OFFTOPIC: physics question

\0xDynamite dreamingforward at
Fri May 17 10:54:03 PDT 2019

>>>> Sorry for this little diversion,
>>>> If light travels at a. different speed for different colors in order
>>>> to account for the rainbow of a prism, how fast is the. speed of light
>>>> then?
>>> The speed of light is a physical constant.  The frequency (or
>>> wavelength) of a photon determines its energy and therefore, to the
>>> human eye, its color.
>> If light's speed is a physical constant, then light wouldn't separate
>> into colors within a prism.
> Because light's speed is a physical constant, light separates into
> colors when passing through a prism.
> The higher the frequency of a photon, the higher its energy.  Since more
> energetic photons can not speed up, and less energetic photons can not
> slow down, they behave AS IF they had more or less 'mass.'

That's a fascinating view that I haven't heard proposed before.
You're proposing that they DO NOT change speed, as commonly explained.
The separated light would presumably lose mass, because it is now only
*part* of the original.

> Higher and lower energy photons deflect slightly more or less when
> forced to change direction in a refractive medium, in a way analogous to
> heavier and lighter moving objects acted on by, for instance, the wind...

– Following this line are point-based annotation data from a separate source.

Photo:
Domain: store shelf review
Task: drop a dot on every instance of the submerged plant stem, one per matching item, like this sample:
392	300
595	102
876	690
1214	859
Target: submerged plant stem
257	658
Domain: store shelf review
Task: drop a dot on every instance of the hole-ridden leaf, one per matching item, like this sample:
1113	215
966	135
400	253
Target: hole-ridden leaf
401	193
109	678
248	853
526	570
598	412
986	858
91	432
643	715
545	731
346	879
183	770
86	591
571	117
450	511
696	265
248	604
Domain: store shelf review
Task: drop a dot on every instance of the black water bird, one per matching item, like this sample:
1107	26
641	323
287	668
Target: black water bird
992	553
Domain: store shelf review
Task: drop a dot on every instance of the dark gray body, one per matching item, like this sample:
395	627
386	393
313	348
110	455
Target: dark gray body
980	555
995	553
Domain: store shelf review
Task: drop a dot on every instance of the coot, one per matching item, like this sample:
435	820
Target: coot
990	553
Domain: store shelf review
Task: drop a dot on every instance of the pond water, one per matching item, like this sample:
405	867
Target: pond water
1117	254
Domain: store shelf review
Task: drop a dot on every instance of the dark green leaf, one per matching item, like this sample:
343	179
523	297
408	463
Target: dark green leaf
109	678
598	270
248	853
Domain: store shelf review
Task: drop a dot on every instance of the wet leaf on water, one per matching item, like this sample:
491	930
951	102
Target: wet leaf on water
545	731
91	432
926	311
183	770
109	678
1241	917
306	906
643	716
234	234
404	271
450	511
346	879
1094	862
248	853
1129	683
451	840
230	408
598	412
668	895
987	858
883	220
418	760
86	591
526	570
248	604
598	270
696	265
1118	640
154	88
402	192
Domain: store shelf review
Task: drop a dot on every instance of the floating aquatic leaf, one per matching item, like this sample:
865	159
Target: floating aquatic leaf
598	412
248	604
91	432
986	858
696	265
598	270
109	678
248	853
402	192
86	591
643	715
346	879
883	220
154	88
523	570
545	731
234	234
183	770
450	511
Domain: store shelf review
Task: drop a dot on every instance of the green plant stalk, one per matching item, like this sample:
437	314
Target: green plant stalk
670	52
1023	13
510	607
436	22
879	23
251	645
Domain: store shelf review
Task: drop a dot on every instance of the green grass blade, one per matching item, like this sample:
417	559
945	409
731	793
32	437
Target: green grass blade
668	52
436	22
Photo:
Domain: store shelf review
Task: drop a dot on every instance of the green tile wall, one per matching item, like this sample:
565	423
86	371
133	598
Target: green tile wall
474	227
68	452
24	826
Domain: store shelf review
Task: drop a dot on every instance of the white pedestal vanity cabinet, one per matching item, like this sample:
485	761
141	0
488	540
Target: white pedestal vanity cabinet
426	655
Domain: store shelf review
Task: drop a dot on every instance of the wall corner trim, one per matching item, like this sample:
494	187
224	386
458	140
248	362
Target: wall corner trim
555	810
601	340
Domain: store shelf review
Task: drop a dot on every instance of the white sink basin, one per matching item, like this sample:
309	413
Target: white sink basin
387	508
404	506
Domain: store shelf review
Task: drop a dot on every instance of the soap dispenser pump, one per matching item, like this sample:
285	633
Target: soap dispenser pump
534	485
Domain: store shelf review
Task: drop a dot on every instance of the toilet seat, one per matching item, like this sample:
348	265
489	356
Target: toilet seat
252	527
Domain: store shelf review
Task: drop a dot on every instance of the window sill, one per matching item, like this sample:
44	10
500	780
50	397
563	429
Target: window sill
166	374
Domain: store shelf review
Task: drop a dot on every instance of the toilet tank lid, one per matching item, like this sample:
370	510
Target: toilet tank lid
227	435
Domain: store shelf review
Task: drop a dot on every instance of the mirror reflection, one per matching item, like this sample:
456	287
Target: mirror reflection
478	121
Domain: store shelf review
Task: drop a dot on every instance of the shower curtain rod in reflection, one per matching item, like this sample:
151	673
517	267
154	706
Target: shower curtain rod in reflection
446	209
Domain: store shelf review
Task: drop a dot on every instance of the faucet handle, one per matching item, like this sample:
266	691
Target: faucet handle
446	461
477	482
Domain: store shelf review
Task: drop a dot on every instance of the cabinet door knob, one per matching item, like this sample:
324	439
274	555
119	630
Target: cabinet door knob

That's a more parsimonious explanation -- that they have more or less
energy, not speed.  But I think, in fact, that this is where there is
a tradeoff in the energy vs. information/data equation of the
universe.  Information (or data) is the opposite side of energy.
Color is data, more than illumination (at least in a rainbow, where it
is questionable whether it would illuminate anything).

I think you answered part of my question, which was partly didactic to
force science to get more rigor in its explanation.  I think I will
have to content myself with this because I know that rainbows and the
sky being blue will NEVER be explainable by science.